Friday, 14 September 2012

Strange encounter in a little town in Alsace

It wasn't an easy drive back from England this time.  Last year we drove  from Zeebrugge in Belgium to Pietrasanta in Italy in one long day;  this year it took two.  The weather in northern Europe was at its most disruptive - we drove through cloudbursts and thunderstorms and in between it just rained.  Heavy traffic, spray......   very tiring to drive through.  So we stopped in Alsace, in the south-eastern corner of France between Germany and Switzerland, on the edge of the Vosges mountains - an area we haven't explored before.  It was spectacularly beautiful, if a little too manicured.  I like my history rough at the edges.  But the wine and the food were good, the hotel cheap, and the people friendly.  Wonderful vignettes of wooded hills with ruined castles perched on the top, faded in and out of the mist.  We must go back one day for a proper look.   This was Ribeauville, where we stayed.

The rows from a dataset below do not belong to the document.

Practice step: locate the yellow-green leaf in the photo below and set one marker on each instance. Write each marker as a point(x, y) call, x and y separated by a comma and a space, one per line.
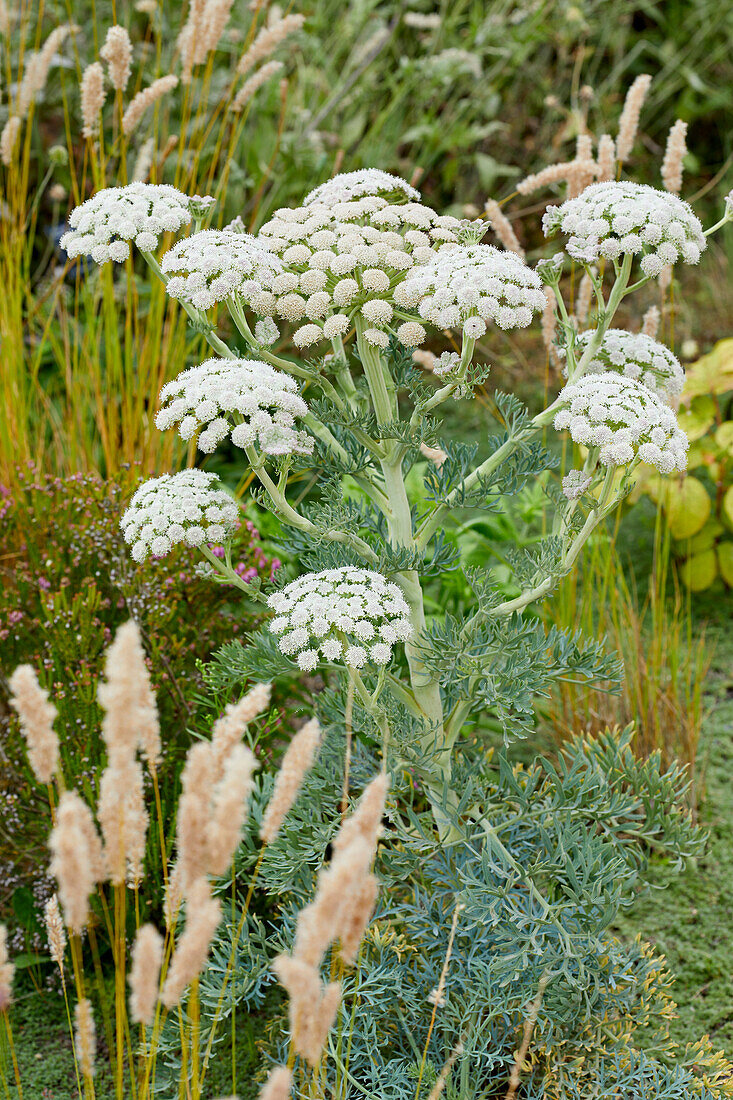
point(687, 505)
point(725, 561)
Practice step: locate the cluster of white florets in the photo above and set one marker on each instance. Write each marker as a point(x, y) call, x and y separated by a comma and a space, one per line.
point(624, 419)
point(614, 219)
point(104, 226)
point(211, 265)
point(468, 285)
point(343, 260)
point(185, 507)
point(639, 356)
point(350, 615)
point(356, 185)
point(221, 392)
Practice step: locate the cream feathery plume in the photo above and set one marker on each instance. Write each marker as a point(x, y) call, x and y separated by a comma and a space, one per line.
point(36, 714)
point(606, 158)
point(320, 923)
point(7, 971)
point(85, 1037)
point(143, 162)
point(173, 895)
point(671, 166)
point(73, 861)
point(55, 932)
point(229, 728)
point(365, 822)
point(229, 809)
point(203, 916)
point(296, 762)
point(194, 813)
point(279, 1085)
point(9, 140)
point(145, 974)
point(144, 99)
point(123, 821)
point(266, 41)
point(502, 227)
point(192, 40)
point(93, 98)
point(37, 65)
point(118, 54)
point(434, 453)
point(357, 917)
point(549, 323)
point(313, 1007)
point(553, 174)
point(651, 321)
point(254, 83)
point(630, 116)
point(583, 298)
point(128, 700)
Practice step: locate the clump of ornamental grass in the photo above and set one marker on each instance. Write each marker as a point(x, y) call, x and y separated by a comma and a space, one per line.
point(361, 267)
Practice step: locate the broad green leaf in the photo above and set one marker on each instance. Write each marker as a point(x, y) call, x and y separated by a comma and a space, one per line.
point(699, 571)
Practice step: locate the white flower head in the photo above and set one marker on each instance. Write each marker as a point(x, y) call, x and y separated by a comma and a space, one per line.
point(614, 219)
point(241, 398)
point(624, 419)
point(212, 265)
point(186, 507)
point(104, 226)
point(468, 285)
point(350, 615)
point(639, 356)
point(346, 260)
point(356, 185)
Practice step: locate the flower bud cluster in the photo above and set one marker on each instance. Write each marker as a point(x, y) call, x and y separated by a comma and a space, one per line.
point(212, 265)
point(241, 398)
point(356, 185)
point(350, 615)
point(104, 226)
point(345, 259)
point(469, 285)
point(614, 219)
point(636, 355)
point(185, 507)
point(624, 419)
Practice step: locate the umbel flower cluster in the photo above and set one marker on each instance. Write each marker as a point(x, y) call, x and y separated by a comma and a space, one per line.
point(104, 226)
point(209, 266)
point(343, 260)
point(614, 219)
point(178, 508)
point(636, 355)
point(470, 285)
point(242, 398)
point(624, 419)
point(351, 615)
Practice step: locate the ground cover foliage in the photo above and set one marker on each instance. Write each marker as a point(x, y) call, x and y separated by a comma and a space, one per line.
point(419, 900)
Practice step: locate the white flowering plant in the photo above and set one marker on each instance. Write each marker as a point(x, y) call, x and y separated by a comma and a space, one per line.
point(361, 273)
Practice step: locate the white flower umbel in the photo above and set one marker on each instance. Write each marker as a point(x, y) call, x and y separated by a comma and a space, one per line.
point(624, 420)
point(356, 185)
point(638, 356)
point(614, 219)
point(243, 398)
point(212, 265)
point(345, 261)
point(104, 226)
point(350, 615)
point(468, 285)
point(186, 507)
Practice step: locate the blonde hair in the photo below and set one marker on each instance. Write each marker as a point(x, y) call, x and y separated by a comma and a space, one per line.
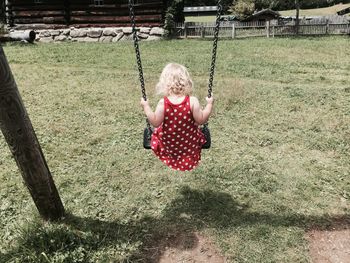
point(174, 79)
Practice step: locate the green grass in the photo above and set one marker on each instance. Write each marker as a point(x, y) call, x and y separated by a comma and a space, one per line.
point(279, 164)
point(200, 18)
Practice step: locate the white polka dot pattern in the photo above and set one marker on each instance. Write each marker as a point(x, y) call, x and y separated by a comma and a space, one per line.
point(178, 127)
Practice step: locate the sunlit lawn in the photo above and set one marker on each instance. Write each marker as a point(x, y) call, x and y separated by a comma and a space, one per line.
point(279, 164)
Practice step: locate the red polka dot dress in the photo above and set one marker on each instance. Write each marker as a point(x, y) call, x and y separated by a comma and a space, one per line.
point(178, 141)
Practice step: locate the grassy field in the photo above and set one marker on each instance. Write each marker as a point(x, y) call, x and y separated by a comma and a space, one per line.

We were both overtired.  We took the luggage out of the car and Neil put a suitcase down to lock the doors, then spotted a better parking slot.  He got into the car, forgot the suitcase and was beginning to reverse out, when a man began shouting to him in French and gesticulating through the window.  Suitcase saved from extinction!   Later, as we sat at a table outside one of the little bars in the old town, the man walked past with his wife.  We thanked him in pidgin French, all over again, and we had a short conversation before he said, 'Are you by any chance English?'  'Yes,' we replied, still in French.  'Then why aren't we speaking English?'  he asked laughing.   Clearly American.   We invited them both to have a drink with us (only fair since he saved my suitcase) and began to chat.  Their names were Art and Nori Mattson and they were on a motorcycling holiday, all the way from New York.  Then, when we began, cautiously, to probe what we all 'did', it transpired that he was also an author, writing books on maritime and local history.  His most recent book is about the wreck of the Mexico off the shores of Long Island - a scandalous shipwreck, where people stood on the shore and watched more than a hundred Irish immigrants (mostly women and children) freeze to death on the deck.  The crew had already abandoned ship in the only rescue boat. It was such an infamous story that Walt Whitman wrote a poem about it (Sleepers, Leaves of Grass) and several painters painted it.

The book is called Water and Ice and  Art is now working on a novel based on the story.   I'm always astounded by the courage and suffering of early migrants.  Many of my Irish family went to America and I often wonder how many of them actually made it.  They risked their lives for a better way of life, just as migrants from the African continent are doing now - arriving in sinking vessels, without any guarantee of a welcome, never mind a job or a roof over their heads.    I've downloaded Art's book and am looking forward to reading about the Wreck of the Mexico. But what amazing serendipity to bump into another author on a foreign street like that?

3 comments:

  1. A lovely serendipitous tale, Kathleen. I don't know if you ever listen to the wonderful Pogues, but they have a very poignant song called "Thousands are Sailing" about the Irish migrants sailing to America and the hardships they faced.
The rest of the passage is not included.